How to remove duplicates from a list in C#

By FoxLearn 12/25/2024 4:35:34 AM 286

Removing duplicates from a list is a common task in programming. The most efficient way to handle it is by iterating through the list and using a data structure that ensures uniqueness, such as a HashSet.

1. Remove Duplicates with ToHashSet() and ToList()

One of the most concise and simple ways to remove duplicates in C# is by leveraging LINQ methods ToHashSet() and ToList().

using System.Linq;

var list = new List<int> { 1, 1, 1, 2, 2, 2, 3 };
var dedupedList = list.ToHashSet().ToList();

In this example:

ToHashSet(): This method iterates over the list and adds each item to a HashSet. Since a HashSet only allows unique elements, any duplicate items are discarded.
ToList(): After removing duplicates, we convert the HashSet back to a List using ToList().

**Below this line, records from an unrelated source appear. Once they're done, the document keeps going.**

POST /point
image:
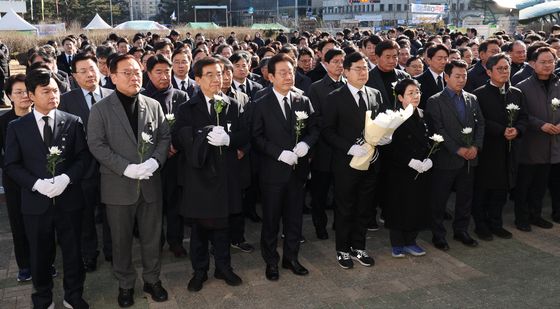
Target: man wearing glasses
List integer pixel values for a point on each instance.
(129, 137)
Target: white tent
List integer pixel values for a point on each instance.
(13, 22)
(97, 23)
(141, 25)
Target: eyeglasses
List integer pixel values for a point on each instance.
(19, 92)
(360, 69)
(503, 69)
(129, 74)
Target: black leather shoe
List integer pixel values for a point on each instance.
(78, 303)
(196, 282)
(484, 234)
(157, 291)
(272, 272)
(542, 223)
(322, 234)
(125, 298)
(90, 265)
(440, 244)
(523, 227)
(465, 238)
(295, 267)
(178, 250)
(502, 233)
(228, 276)
(254, 217)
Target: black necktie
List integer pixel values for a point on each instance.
(92, 98)
(440, 83)
(287, 110)
(47, 132)
(361, 102)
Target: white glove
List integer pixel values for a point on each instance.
(218, 129)
(134, 171)
(385, 140)
(416, 165)
(44, 186)
(288, 157)
(60, 184)
(427, 164)
(218, 138)
(301, 149)
(357, 151)
(148, 167)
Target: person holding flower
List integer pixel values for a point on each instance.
(539, 156)
(28, 143)
(407, 162)
(504, 111)
(455, 115)
(208, 131)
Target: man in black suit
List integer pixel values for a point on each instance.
(64, 60)
(449, 113)
(477, 75)
(497, 170)
(385, 72)
(241, 61)
(209, 137)
(284, 163)
(343, 123)
(181, 66)
(78, 102)
(321, 173)
(51, 203)
(159, 88)
(322, 48)
(432, 80)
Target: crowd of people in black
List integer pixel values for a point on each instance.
(150, 135)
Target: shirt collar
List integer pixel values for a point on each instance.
(281, 97)
(39, 116)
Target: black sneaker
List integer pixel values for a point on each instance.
(344, 259)
(372, 227)
(542, 223)
(243, 246)
(362, 257)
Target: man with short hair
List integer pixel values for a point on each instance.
(449, 113)
(79, 102)
(52, 201)
(130, 177)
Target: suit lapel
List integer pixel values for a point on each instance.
(121, 115)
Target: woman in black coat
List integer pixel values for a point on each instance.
(21, 105)
(405, 204)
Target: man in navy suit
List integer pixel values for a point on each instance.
(78, 102)
(241, 62)
(51, 203)
(284, 164)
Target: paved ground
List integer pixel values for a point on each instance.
(519, 273)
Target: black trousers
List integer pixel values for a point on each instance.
(13, 205)
(353, 195)
(443, 182)
(175, 230)
(554, 189)
(41, 231)
(487, 208)
(92, 198)
(400, 238)
(532, 180)
(283, 201)
(237, 228)
(319, 187)
(200, 257)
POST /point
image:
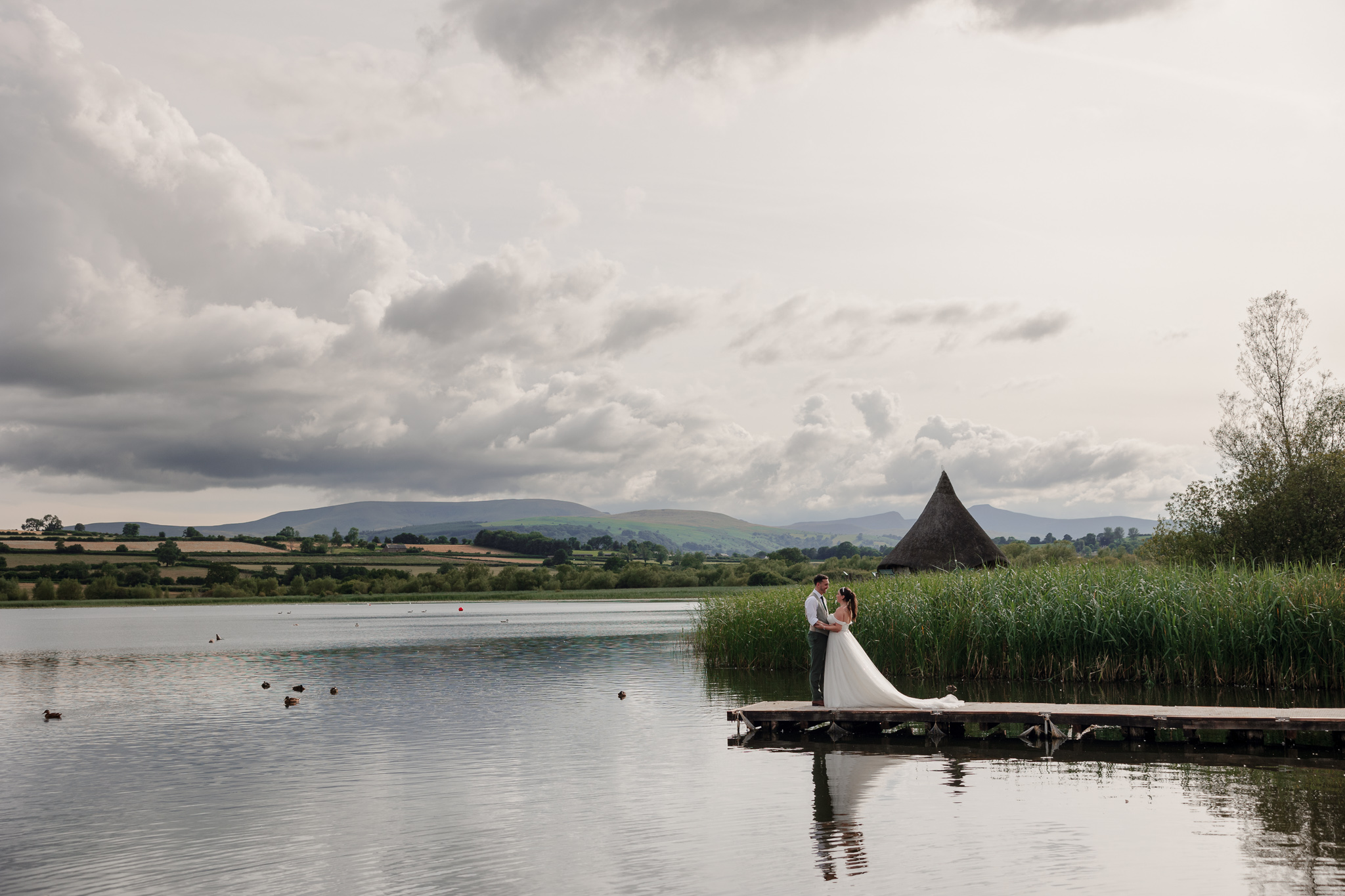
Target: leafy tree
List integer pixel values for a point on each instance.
(169, 554)
(1282, 446)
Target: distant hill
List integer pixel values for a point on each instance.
(676, 530)
(705, 519)
(376, 516)
(681, 530)
(889, 523)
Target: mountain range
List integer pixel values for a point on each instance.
(685, 530)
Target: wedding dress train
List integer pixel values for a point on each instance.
(853, 681)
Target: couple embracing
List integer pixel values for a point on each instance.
(843, 675)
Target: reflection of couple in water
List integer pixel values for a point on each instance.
(834, 822)
(843, 675)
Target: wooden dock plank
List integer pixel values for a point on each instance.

The non-LINQ equivalent of this approach would be:

var dedupedList = new List<int>(new HashSet<int>(list));

2. Remove Duplicates in a Loop

While the previous method is concise, iterating manually gives you more flexibility and control over the process. This approach is also the most efficient in terms of time complexity:

var list = new List<int> { 1, 1, 1, 2, 2, 2, 3 };
var dedupedList = new List<int>(list.Count); // Minimize resizing during additions
var hashSet = new HashSet<int>(list.Count);

foreach (var item in list)
{
    if (hashSet.Add(item))
        dedupedList.Add(item);
}

In this example:

We iterate through the original list.
For each item, we attempt to add it to a HashSet using hashSet.Add(item).
HashSet.Add() returns true if the item was added successfully (i.e., it's not a duplicate). If it's true, we add the item to a new list (dedupedList).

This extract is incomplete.